Dua hari sebelum Lebaran (versi resmi pemerintah), saya dan kawan-kawan satu band dulu (hell yeah, it’s the Rule of Destruction crew!) berkumpul di rumah Babam di KPAD. Di bulan puasa ini, kami memang belum sempat bertemu (saya sendiri bahkan sudah hampir dua tahun tidak bertemu, sibuk sih, hehe..), dan akhirnya kami sepakat untuk bertemu sebelum Lebaran.
Saya kira tadinya kami akan berbuka di luar (sambil nongkrong di suatu tempat). Tapi akhirnya ya kami buka di rumah Babam (Babamnya sendiri malah gak puasa, baru bangun dari sakit).
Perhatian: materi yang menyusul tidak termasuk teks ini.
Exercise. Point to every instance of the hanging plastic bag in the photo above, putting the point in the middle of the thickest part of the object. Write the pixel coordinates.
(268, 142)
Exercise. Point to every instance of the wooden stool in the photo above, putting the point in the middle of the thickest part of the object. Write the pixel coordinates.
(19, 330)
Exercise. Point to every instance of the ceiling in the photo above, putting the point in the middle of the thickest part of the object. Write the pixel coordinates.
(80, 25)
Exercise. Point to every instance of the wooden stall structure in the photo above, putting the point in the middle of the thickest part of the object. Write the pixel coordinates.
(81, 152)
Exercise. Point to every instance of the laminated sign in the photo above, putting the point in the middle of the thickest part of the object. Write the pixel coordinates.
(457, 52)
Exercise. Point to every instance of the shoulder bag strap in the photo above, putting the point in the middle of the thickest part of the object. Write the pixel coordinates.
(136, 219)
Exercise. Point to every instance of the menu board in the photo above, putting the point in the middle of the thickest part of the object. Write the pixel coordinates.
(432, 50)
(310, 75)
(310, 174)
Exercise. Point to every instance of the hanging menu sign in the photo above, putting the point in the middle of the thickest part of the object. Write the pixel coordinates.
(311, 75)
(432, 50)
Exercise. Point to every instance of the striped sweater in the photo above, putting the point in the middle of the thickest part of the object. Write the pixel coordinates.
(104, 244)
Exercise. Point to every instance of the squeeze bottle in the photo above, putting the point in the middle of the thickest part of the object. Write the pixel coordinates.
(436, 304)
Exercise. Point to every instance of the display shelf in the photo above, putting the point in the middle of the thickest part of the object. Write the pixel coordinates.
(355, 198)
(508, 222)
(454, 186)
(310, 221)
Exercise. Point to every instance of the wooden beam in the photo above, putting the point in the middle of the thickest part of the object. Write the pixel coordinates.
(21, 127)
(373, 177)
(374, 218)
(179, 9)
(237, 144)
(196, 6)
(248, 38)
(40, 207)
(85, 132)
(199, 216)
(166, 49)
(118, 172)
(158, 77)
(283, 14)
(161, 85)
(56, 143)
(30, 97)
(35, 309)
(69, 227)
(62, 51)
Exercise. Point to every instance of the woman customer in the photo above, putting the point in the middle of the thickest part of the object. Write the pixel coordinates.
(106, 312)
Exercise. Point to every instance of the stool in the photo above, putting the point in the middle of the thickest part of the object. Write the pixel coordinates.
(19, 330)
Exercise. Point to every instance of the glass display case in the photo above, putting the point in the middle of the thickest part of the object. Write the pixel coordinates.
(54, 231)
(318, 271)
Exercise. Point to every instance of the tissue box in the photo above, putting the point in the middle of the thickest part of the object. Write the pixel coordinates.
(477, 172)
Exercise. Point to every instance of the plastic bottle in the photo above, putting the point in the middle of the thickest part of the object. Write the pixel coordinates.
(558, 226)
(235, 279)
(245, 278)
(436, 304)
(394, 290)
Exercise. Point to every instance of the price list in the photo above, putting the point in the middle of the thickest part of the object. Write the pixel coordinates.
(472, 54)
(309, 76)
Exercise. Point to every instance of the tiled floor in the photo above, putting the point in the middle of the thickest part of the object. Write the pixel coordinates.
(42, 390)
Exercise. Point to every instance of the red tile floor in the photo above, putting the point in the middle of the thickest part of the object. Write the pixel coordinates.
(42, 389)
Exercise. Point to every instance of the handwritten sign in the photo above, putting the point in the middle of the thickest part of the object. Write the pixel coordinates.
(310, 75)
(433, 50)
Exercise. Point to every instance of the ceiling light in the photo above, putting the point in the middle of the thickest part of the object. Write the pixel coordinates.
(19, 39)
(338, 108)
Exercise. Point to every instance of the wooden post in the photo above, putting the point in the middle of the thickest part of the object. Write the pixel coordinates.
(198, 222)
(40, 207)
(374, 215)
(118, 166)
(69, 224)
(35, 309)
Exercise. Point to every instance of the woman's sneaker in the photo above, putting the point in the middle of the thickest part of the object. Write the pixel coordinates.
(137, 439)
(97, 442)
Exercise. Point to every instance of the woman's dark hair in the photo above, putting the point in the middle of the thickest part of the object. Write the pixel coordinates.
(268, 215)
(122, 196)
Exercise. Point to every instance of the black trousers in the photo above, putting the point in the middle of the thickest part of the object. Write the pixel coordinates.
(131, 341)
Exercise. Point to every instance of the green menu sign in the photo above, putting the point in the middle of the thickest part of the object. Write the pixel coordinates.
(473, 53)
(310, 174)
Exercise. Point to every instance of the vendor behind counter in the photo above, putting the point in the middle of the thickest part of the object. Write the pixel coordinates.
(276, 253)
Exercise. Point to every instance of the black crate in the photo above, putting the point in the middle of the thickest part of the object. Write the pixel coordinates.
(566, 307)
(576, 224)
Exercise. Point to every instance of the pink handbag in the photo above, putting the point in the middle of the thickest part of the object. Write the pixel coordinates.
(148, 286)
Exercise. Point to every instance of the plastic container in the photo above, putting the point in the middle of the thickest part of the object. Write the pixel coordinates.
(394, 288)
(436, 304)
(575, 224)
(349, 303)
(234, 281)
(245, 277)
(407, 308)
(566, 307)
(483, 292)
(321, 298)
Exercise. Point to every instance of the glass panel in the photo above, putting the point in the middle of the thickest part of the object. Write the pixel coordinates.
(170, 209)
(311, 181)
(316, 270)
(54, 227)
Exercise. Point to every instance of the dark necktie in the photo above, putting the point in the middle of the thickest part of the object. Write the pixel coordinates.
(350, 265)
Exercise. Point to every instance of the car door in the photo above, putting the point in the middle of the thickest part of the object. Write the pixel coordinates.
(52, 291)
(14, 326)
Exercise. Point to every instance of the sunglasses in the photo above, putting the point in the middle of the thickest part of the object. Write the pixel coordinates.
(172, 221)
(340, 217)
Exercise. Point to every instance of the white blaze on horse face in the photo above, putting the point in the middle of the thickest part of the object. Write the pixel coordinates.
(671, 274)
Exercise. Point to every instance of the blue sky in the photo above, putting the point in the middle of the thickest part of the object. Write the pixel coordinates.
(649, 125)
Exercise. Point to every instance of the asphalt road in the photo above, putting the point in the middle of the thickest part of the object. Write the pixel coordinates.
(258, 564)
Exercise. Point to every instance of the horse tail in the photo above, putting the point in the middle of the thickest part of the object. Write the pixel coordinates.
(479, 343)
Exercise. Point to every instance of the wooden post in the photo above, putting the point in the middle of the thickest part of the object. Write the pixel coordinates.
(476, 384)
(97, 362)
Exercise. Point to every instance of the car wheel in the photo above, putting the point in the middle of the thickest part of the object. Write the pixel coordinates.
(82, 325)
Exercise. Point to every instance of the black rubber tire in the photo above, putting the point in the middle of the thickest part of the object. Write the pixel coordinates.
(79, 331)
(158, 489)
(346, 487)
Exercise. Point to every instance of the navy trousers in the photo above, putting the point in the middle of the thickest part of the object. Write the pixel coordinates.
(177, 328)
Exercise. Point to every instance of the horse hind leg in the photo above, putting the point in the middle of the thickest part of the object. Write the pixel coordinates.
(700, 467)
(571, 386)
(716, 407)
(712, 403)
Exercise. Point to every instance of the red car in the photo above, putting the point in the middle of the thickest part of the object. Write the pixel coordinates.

Saya dating duluan, karena datang dari tempat yang paling dekat (Geger Kalong), lalu Arief (yang belakangan, saya baru tahu dia jadi pemain drum Cherry Bombshell (did I spelled it correctly?)), menyusul kemudian Aang (debt collector yang semakin gemuk), lalu Juned (dia datang waktu kami hampir selesai makan karena harus nge-drop pacarnya untuk buka bareng teman-temannya). Setelah agak lama, Abdul (my old friend from junior high) datang bersama istri dan anaknya yang sudah berumur sebelas bulan (si gelo ieu teu bebeja geus kawin!).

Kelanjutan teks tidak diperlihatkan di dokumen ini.